Ruthless exploitation of the natural resources not only creates a non-reparable dent upon various indigenous population that depend on these resources, but also makes the land barren and good for nothing else. Such a short-term, profit motivated end game, sounds not only a death knell to the indigenous communities but also for the rest of the inhabitants.

There are several groups and community based organisations in India that combat this indiscriminate onslaught upon the indigenous communities. But the response of the government thus far is to silence these communities by attacking and branding these persons as anti-development or anti-state activists. Give the dog a bad name and hang it, as the saying goes.

There are quite a few whistleblowers in India who have faced and continue to bear the brunt of the wrath of the state for being the spokespersons of the indigenous communities in India. Dr. Binayak Sen of the Chhattisgarh state is the most recent example. Dr. Sen, a pediatrician by profession, is currently in jail allegedly for being an anti-state activist. And all because he had the guts to voice his concern against the atrocities committed by the state sponsored armed militia called Salwa Judum in Chhattisgarh.

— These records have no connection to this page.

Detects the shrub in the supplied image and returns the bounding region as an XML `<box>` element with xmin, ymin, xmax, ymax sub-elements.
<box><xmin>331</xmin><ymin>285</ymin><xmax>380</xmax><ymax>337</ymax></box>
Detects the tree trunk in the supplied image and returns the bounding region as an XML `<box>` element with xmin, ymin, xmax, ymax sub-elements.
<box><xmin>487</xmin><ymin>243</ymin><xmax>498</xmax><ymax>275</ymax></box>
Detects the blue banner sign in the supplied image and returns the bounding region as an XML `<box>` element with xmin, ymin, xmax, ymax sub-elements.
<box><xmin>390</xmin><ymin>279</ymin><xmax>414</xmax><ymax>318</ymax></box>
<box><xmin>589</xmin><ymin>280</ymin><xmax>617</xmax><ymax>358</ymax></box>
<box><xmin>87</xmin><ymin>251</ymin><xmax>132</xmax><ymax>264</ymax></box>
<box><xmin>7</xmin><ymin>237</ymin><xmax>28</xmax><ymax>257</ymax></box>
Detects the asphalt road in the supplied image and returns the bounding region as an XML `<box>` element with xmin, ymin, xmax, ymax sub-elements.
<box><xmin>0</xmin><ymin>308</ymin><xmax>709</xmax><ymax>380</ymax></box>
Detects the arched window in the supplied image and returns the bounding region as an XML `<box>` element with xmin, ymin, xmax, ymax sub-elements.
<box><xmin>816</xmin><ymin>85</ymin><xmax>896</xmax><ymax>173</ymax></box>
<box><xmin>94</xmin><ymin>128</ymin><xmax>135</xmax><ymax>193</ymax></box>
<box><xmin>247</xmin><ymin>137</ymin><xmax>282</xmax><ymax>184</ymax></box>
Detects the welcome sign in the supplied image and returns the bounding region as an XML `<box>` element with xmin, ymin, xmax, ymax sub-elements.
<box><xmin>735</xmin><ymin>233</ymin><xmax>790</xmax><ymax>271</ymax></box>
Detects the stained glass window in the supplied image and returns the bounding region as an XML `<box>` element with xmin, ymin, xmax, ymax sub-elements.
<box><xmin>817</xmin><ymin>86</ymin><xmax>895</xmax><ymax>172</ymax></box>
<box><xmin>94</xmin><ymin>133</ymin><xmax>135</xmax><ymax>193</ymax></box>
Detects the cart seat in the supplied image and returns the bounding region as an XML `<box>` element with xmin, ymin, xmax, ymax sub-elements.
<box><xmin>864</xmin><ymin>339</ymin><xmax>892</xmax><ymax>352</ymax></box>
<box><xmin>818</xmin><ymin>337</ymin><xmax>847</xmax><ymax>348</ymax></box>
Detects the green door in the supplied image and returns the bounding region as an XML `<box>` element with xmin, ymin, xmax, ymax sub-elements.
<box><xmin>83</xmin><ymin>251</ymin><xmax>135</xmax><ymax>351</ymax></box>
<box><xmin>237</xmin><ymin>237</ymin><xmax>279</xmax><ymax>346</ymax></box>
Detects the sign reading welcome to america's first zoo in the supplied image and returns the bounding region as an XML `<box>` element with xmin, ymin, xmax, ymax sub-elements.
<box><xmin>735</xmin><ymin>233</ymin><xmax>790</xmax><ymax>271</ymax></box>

Disregard to the indigenous communities by the state is a reflection of the state’s attitude to its own population. The indigenous communities often being a silent sufferer of the atrocities committed against them also reflect the situation of rule of law in a country.

“The Indian State is not a State that has failed.  It is a State that has succeeded impressively in what it set out to do. It has been ruthlessly efficient in the way it has appropriated India’s resources – its land, its water, its forests, its fish, its meat, its eggs, its air – and redistributed it to a favoured few (in return, no doubt, for a few favours).” says Arundhati Roy in ‘the Greater Common Good’.

In India in the past few decades atrocities committed against the indigenous communities are on the rise. This implies that the rule of law in India is also on a downward spiral. India boasts of becoming a developed nation by the year 2020. However, the cost of this development, whether it attains its goal or not, will also have to include the sufferings of the indigenous people in India. In the present scenario, the term indigenous community in India might soon become a misnomer. Since as things stand now the fate of indigenous population in India is quite certain. They will be wiped off.